Julian Stanczak’s early life was marked by enormous personal struggles. Born in Borownica, Poland in 1928, Stanczak and his family were forced into a labor camp in Siberia during World War II, where they survived extreme working conditions and near starvation. Stanczak escaped but was greatly weakened after contracting encephalitis and ultimately lost the full use of his right arm. He taught himself to paint with his left hand. After escaping from the camp at age 14, he joined, then deserted, the Polish army-in-exile. Stanczak wandered alone in the Middle East before rejoining his family in Teheran, Persia (Iran). Stanczak spent most of his teenage years in a Polish refugee camp in Uganda, where he started to make artwork inspired by the stunning light and atmosphere of Africa: a type of hypnotic chromatism that would later influence his works. He attended Borough Polytechnic Institute in London, England between the years of 1948 and 1950. In 1950, Stanczak immigrated to the United States, where he studied at Yale University under Josef Albers and Conrad Marca-Relli and where he received his M.F.A in 1956. Albers’s teachings on color theory and the precision of geometric forms would become fundamental to the development of Stanczak’s mature style and method. Fueled by his own personal history of shifting geography, the perceptual effects of Stanczak’s paintings can range from a subtle vibrant glow to an electric, rhythmic oscillation. In 1954 he received his Master of Fine Arts from the Cleveland Institute of Art, where he was a professor of painting from 1964 to 1995.
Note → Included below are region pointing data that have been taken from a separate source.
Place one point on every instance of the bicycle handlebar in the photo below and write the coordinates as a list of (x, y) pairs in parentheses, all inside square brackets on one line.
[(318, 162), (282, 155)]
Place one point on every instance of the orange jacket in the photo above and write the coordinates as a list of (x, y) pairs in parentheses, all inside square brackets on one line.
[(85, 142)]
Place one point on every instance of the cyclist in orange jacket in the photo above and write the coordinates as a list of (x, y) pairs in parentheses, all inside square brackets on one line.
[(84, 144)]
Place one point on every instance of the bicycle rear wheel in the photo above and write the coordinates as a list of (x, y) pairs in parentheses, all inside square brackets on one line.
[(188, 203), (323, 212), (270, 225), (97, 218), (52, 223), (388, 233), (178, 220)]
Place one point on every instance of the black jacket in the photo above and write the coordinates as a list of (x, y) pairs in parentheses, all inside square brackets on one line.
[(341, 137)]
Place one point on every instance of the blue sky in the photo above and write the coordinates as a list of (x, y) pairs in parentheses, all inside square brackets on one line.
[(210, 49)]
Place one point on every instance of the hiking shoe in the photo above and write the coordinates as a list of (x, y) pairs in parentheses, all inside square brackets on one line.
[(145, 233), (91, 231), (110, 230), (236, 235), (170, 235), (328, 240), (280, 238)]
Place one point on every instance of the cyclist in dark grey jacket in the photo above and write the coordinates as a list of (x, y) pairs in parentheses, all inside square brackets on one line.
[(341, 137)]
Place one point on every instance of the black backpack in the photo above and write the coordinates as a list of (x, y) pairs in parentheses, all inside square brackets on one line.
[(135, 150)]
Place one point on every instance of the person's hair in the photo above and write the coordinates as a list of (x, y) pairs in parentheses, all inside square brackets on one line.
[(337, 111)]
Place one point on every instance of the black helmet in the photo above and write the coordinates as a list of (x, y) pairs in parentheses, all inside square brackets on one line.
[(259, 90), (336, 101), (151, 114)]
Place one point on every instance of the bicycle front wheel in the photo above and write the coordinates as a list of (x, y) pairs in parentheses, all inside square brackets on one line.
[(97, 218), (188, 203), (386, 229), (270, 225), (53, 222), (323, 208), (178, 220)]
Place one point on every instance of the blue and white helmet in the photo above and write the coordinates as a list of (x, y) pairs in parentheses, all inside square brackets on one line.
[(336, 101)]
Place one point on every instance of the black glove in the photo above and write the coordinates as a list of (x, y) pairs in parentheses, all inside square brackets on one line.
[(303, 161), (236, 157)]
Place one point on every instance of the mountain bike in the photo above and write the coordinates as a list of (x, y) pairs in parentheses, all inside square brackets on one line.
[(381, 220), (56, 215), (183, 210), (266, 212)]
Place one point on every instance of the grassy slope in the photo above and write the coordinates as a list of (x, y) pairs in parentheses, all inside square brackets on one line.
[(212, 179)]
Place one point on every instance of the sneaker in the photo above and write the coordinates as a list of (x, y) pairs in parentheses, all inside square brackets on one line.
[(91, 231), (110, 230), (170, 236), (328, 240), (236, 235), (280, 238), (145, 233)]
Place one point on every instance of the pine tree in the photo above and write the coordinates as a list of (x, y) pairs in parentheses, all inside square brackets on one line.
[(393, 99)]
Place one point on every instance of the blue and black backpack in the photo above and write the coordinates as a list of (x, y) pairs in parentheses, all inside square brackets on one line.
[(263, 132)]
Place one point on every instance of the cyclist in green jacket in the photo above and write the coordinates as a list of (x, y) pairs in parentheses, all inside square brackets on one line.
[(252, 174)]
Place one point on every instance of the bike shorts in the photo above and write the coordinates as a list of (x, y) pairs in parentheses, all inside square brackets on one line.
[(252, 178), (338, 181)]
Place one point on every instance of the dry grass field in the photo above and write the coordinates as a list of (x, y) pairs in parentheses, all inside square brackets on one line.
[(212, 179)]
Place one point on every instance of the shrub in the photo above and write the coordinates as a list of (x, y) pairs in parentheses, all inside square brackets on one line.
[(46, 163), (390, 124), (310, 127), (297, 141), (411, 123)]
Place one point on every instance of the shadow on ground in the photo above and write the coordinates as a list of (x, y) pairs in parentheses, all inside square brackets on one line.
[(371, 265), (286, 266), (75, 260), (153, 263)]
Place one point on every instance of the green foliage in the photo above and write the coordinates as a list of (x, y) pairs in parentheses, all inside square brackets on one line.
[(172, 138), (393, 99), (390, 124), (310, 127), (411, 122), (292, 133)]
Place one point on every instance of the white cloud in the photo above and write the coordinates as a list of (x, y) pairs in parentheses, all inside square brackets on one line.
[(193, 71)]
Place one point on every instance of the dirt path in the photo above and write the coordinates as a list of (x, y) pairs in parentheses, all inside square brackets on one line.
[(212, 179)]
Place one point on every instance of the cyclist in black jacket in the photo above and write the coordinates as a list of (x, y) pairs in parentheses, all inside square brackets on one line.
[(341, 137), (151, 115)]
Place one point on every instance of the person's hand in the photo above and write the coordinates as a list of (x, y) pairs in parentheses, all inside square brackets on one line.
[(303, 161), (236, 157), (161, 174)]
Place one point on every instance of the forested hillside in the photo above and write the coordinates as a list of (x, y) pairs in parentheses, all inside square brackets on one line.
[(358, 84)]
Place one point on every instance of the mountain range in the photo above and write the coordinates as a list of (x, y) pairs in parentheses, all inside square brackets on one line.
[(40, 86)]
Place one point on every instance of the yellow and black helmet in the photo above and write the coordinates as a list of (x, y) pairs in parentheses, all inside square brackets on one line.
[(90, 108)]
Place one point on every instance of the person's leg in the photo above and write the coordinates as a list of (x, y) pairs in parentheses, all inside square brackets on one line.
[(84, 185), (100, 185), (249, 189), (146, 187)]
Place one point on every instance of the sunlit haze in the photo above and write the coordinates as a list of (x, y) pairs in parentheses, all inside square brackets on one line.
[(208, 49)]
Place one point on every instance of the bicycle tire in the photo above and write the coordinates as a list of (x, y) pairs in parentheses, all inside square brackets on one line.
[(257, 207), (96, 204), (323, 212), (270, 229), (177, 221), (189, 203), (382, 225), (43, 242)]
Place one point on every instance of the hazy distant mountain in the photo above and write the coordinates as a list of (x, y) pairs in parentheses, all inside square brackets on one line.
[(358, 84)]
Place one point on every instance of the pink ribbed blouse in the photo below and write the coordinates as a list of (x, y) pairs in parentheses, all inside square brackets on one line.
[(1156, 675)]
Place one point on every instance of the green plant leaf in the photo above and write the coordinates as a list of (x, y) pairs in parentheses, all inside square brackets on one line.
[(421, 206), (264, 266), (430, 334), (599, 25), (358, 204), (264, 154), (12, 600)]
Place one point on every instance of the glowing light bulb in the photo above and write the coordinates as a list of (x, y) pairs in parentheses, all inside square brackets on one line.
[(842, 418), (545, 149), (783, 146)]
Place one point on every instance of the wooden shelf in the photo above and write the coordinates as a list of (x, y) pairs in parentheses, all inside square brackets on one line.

Stanczak’s work has been included in exhibitions in the U.S. and internationally from 1948 to the present day. Important group shows include The Responsive Eye at the Museum of Modern Art, New York, 1965; Paintings in the White House at the Smithsonian Institution, Washington, D.C., 1966; and Ghosts in the Machine at the New Museum, New York, 2012. Significant surveys of his work include Julian Stanczak: 50 Year Retrospective, Cleveland Institute of Art, Ohio, 2001; Line Color Illusion: 40 Years of Collecting Julian Stanczak, Akron Art Museum, Ohio, 2013; and From the Collection: 1960-1969, Museum of Modern Art, New York, 2016-2017.
From May 18 to June 24, 2017, Mitchell-Innes & Nash will have its second exhibition of Stanczak’s work, to be titled “Julian Stanczak: The Life of the Surface, Paintings 1970-1975.”
His work is included in the collections of more than 80 museums, including Albright Knox Art Gallery, Buffalo; the Carnegie Institute, Pittsburgh; the Hirshhorn Museum, Washington, DC; Museum of Modern Art, New York; National Gallery, Washington, DC; and San Francisco Museum of Modern Art.
Julian Stanczak is survived by his wife, artist Barbara Stanczak, daughter Danusia M. Casteel, and son Krzys M. Stanczak.